I am trying to speedup the ruby1.8.6 'require' function for Windows.
I've noticed that for file that successfully found FileMon reports too
many such errors:
DeviceIoControl, FAST IO DISALLOWED, Control: 0x12043
DeviceIoControl, INVALID PARAMETER, Control: 0x12043
One of the sources of these messages is:
win32.c > rb_w32_fclose > is_socket > getsockopt
I decided to reproduce this error. So, I wrote a test application linked
with msvcr80-ruby18-static.lib:
- - - - -
FILE * fp = fopen(fname, "r");
fclose(fp); // This results in rb_w32_fclose call.
- - - - -
But I do NOT get DeviceIoControl errors from my_test!
So in short
1. I get DeviceIoControl errors from rb_w32_fclose called by ruby.exe
2. I do NOT get DeviceIoControl from rb_w32_fclose called by my_test.exe
3. Errors come from the 'getsockopt' function.

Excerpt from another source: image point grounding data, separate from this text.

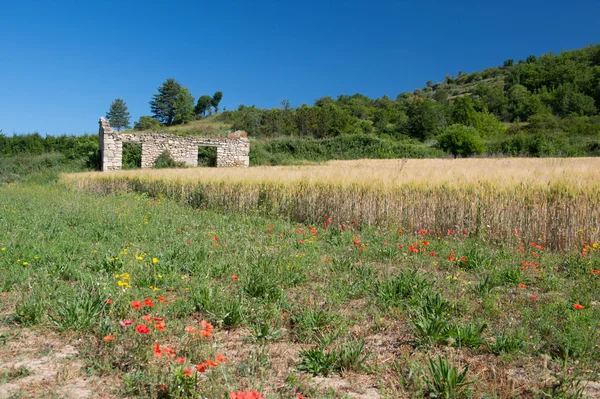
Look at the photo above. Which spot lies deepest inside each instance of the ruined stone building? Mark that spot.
(232, 151)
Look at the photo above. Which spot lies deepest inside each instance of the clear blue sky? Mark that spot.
(63, 62)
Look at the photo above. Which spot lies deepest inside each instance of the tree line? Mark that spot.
(172, 105)
(541, 98)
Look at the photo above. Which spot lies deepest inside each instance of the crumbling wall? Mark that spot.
(232, 151)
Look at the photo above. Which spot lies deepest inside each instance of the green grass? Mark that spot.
(284, 311)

Can any one explain this, please? How can we avoid errors comming from
ruby.exe?
Thank you,
- Alex
--
Posted via http://www.ruby-forum.com/.
Btw, is not there any better alternative for 'win32.c > is_socket'
function?
I did this with cygwin's version of Ruby
$ ruby -r a -e '1'
There was an empty file a.rb in the current directory.

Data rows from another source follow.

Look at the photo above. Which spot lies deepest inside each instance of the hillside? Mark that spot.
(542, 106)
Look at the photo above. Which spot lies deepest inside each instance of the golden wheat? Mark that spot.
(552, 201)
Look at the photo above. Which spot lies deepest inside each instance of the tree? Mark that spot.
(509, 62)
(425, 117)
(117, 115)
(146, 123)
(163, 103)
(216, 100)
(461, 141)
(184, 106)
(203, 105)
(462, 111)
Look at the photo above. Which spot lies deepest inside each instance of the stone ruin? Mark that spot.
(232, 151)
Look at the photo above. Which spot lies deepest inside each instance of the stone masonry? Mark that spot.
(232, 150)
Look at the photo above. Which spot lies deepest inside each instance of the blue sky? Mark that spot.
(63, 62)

I used Process Monitor 2.03 which is the successor of File Mon. I
exported the trace filtered for the file name in field "Path" and
"Process Name" for "ruby.exe". Please find the result attached. I did
not find any DeviceIoControl which might be because of the other ruby
version.
HTH
Cheers
robert
http://groups.google.com/group/comp.lang.ruby/msg/8f85de91d3c3ba77
Cheers
robert
--
remember.guy do |as, often| as.you_can - without end
Your logs looks good.
I tested again in such environment:
OS: Vista
Process Monitor: 2.03
Ruby: 1.8.6, 1.8.7, 1.9.0
Used the same a.rb and command line as you. I got similar results for
all ruby versions: every successfull read of a.rb is followed by ~60
DeviceIoControl.
I can't attach my CVS (posting from google site). How did you attach
it?
- Alex
And I also do not notice any slowdowns of require.

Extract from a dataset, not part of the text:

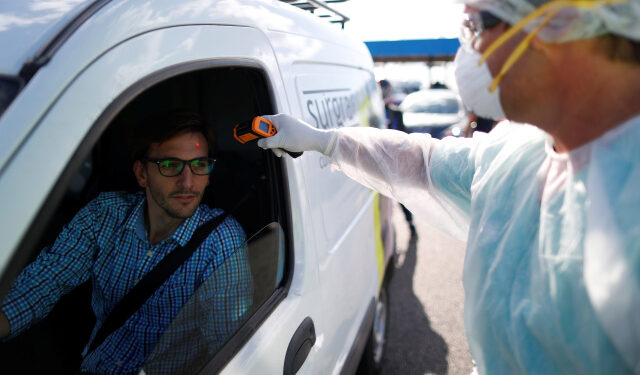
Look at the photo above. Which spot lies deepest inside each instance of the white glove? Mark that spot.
(296, 135)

> I tested again in such environment:
> OS: Vista
> Process Monitor: 2.03
> Ruby: 1.8.6, 1.8.7, 1.9.0
My version was
ruby 1.8.7 (2008-08-11 patchlevel 72) [i386-cygwin]
> Used the same a.rb and command line as you. I got similar results for
> all ruby versions: every successfull read of a.rb is followed by ~60
> DeviceIoControl.
Maybe it's in your environment? Do you somehow require "rubygems"?
> I can't attach my CVS (posting from google site). How did you attach
> it?
I sent it via Newsreader to the newsgroup comp.lang.ruby.
Kind regards
robert
> ruby 1.8.7 (2008-08-11 patchlevel 72) [i386-cygwin]
Probably cygwin is not calling the same OS functions.
> Maybe it's in your environment? Do you somehow require "rubygems"?
I tested on Windows Server 2003. And I tryed with/without rubygems -
same results.
Btw, I compiled ruby from sources, and changed rb_w32_fclose.
//if (!is_socket(sock)) {
if(1) {
...
return fclose(fp);
}
The DeviceIoControl lines are gone. Then I checked the speed. I
installed rails 2.2.2, then did:
1. irb -rubygems
2. s = Time.now; require 'activesupport'; e = Time.now; e.to_f - s.to_f
For normal ruby results was:
~ 1.16 sec
For patched ruby:
~ 1.00 sec
Not a big advantage, but any way. Going to see if in more complex
situations this can be more valuable...
Yes, that's a likely explanation.
> For normal ruby results was:
> ~ 1.16 sec
>
> For patched ruby:
> ~ 1.00 sec
>
> Not a big advantage, but any way. Going to see if in more complex
> situations this can be more valuable...
I don't think it's worth the hassle. Just my 0.02EUR...
Kind regards
I see the same issue here, with MSVC builds. However, with MingW
builds, i don't get the problem. The is_socket function you mention
has been changed significantly in 1.9.1 anyway.
Submit a patch to core :)
-=R
This was not a patch, just an experiment. I simply commented a call to
is_socket in rb_w32_fclose function. The 'require' works, but socket
related functionality whould be broken :-) And as for now I see no
significant improvements, not going to continue.